Esperamos que la urgencia de la seguridad se ponga por sobre las conveniencias para generar el apoyo bipartidario que proteja la vida y detenga el peligro nuclear.
David Cortright

Indiana / Política – La retórica de “un mundo sin armas nucleares” está a punto de enfrentar la realidad política. La Conferencia de Revisión del Tratado de No Proliferación Nuclear se reunirá en mayo en Naciones Unidas. Durante el transcurso del año Obama espera empezar el proceso para que el Senado de los EE.UU. ratifique los tratados que reducen los arsenales estratégicos y prohíben las pruebas nucleares. El resultado de estos procesos políticos orientará la política nuclear por muchos años y determinará si el objetivo de la abolición nuclear es una mera aspiración o si se transforma en un objetivo de política pública.

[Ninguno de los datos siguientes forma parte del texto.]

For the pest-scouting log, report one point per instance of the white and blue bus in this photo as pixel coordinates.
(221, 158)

En años recientes el desarme ha ganado apoyo político, incentivado por la preocupación mundial sobre los peligros de la proliferación nuclear como también de un ataque nuclear terrorista. La urgente necesidad de abordar este mortal nexo ha fomentado crecientes llamados hacia el desarme. El Presidente Obama articuló esta nueva toma de conciencia en su histórico llamado en Praga en abril de 2009, en el cual comprometió el liderazgo estadounidense con los esfuerzos concertados para reducir y eliminar las armas nucleares. Este compromiso se discutió en la sesión especial del Consejo de Seguridad de Naciones Unidas que tuvo lugar en septiembre, con la asistencia de jefes de estado y presidido por al Presidente, y que reforzó los programas globales de no proliferación y donde se comprometió crear las condiciones para un mundo sin armas nucleares.

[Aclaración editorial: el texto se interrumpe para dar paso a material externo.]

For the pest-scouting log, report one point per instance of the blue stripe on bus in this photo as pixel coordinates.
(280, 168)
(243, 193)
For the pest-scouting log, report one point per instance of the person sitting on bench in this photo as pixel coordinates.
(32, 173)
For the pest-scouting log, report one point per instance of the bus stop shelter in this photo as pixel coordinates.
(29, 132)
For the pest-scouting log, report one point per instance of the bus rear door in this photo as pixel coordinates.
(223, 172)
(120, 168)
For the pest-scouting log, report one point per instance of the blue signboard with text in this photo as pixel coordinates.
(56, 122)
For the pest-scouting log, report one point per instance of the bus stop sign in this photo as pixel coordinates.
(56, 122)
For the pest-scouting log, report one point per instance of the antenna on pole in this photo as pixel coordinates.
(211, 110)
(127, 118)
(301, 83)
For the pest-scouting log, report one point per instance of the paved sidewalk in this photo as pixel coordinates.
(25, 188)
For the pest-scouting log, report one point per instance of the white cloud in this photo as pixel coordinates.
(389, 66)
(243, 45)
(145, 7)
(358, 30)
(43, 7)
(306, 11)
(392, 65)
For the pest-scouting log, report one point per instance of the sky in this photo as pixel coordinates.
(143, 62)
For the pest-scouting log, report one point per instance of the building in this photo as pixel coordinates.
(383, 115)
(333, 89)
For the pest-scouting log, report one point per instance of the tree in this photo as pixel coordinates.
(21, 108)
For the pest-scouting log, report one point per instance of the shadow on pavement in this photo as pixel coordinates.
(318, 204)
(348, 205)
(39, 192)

A la cabeza de la abolición nuclear están George Shultz y Henry Kissinger, dos ex secretarios de estado de los EE.UU.; William Perry, ex ministro de defensa; y Sam Nunn, ex senador. Estos “cuatro jinetes” —atípicos— por el desarme han apoyado la visión de un futuro sin armas nucleares y han identificado cuatro etapas concretas para acercarse a ese objetivo tan elevado. Estos pasos incluyen el fortalecimiento de los esfuerzos globales de no proliferación, la negociación de un nuevo tratado con Rusia para avanzar en mayores rebajas del arsenal nuclear y hacer que el Tratado de Prohibición Completa de Ensayos Nucleares entre en vigencia. La iniciativa Shultz en los Estados Unidos está acompañada por esfuerzos similares llevados a cabo por grupos de alto nivel de ex oficiales del Reino Unido, Rusia, Alemania, Francia, Noruega, Polonia, Japón, Australia y otros países. Copiando el modelo Shultz, muchas de las iniciativas nacionales tienen carácter no-partidista y cruzan el espectro político; en los Estados Unidos los demócratas se unen a los republicanos; en Europa y otras latitudes, los conservadores, liberales y social-demócratas dialogan juntos.

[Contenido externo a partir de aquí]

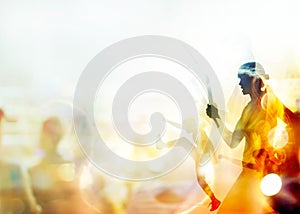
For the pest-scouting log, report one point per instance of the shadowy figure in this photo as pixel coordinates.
(53, 180)
(259, 157)
(3, 116)
(15, 192)
(201, 146)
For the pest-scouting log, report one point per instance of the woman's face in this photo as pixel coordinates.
(246, 83)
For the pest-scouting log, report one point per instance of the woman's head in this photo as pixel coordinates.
(252, 77)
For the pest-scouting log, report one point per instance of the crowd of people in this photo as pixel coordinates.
(57, 185)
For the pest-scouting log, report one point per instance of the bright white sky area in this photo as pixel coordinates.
(45, 45)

En el fondo del asunto, el compromiso con el desarme nuclear es un tema moral. Es una respuesta ética a la amenaza que estas armas representan para la vida humana. Edwin O’Brien, Arzobispo de Baltimore, declaró recientemente en la conferencia Global Zero que tuvo lugar en París que la enseñanza moral de la Iglesia Católica está “profundamente escéptica” respecto de la disuasión nuclear e inequívocamente en contra de cualquier uso de armas de destrucción masiva. La oposición de la Iglesia “proviene de un compromiso profundo y permanente con la protección de la vida que está basado en las enseñanzas de Jesús”, dijo O’Brien. Recordó a su audiencia del juicio en la “Iglesia del Mundo Moderno”, adoptado en el Concilio Vaticano II, que declara que la carrera nuclear es “una trampa completamente traicionera para la humanidad” y que el desarme mutuo y verificable es un paso indispensable para la paz verdadera.

FORTALECIENDO EL TRATADO

El Tratado de No Proliferación ha soportado grandes desafíos a través del tiempo y sigue siendo un pilar esencial para la seguridad internacional. El tratado ha impedido la proliferación sin restricciones que tanto se temió en las décadas de los ’60 y ’70, cuando era común predecir que para el año 2000 ya habrían dos docenas de países en posesión de armas nucleares. Sólo cuatro países han adquirido armas nucleares desde que el tratado entró en vigor en 1970, mientras más de dos docenas han abandonado sus programas de desarrollo de armas nucleares.

El tratado comprende un gran acuerdo mediante el cual los cinco estados oficialmente reconocidos como estados en posesión de armas nucleares (EE.UU., el Reino Unido, Francia, Rusia y China) acuerdan “proseguir las negociaciones para el desarme con buena fe”, mientras los otros estados (184 países) renuncian a la opción nuclear. Tres estados —India, Paquistán e Israel— no adhirieron al tratado, y uno —Corea del Norte— se retiró. El tratado también garantiza “el derecho inalienable de todas las partes del tratado para desarrollar, producir e usar la energía nuclear para propósitos pacíficos, sin discriminación”.

Existen tensiones inherentes en estas disposiciones. La garantía del derecho a desarrollar la energía nuclear aumenta el riesgo de la proliferación. Las tecnologías, materiales y conocimientos científicos requeridos para desarrollar energía nuclear civil también pueden usarse para desarrollar armas nucleares. La proliferación de la tecnología nuclear complica el desafío de mantener la separación entre los usos pacíficos y militares del átomo. El tratado no prohíbe el enriquecimiento de uranio o el reprocesamiento del plutonio mientras se haga de acuerdo con las salvaguardas de la Agencia Internacional de Energía Atómica. Todo esto hace que la frontera entre usos civiles y militares sea el eje central del régimen de inspección. También crea dificultades técnicas e incertidumbres políticas en relación a la naturaleza de un programa nuclear cuestionado, como el caso de Irán. Debe destacarse que la reivindicación de un derecho “inalienable” es exactamente el lenguaje que se escucha en demostraciones pro-gubernamentales organizadas por Teherán para protestar contra los intentos foráneos para reducir su programa nuclear.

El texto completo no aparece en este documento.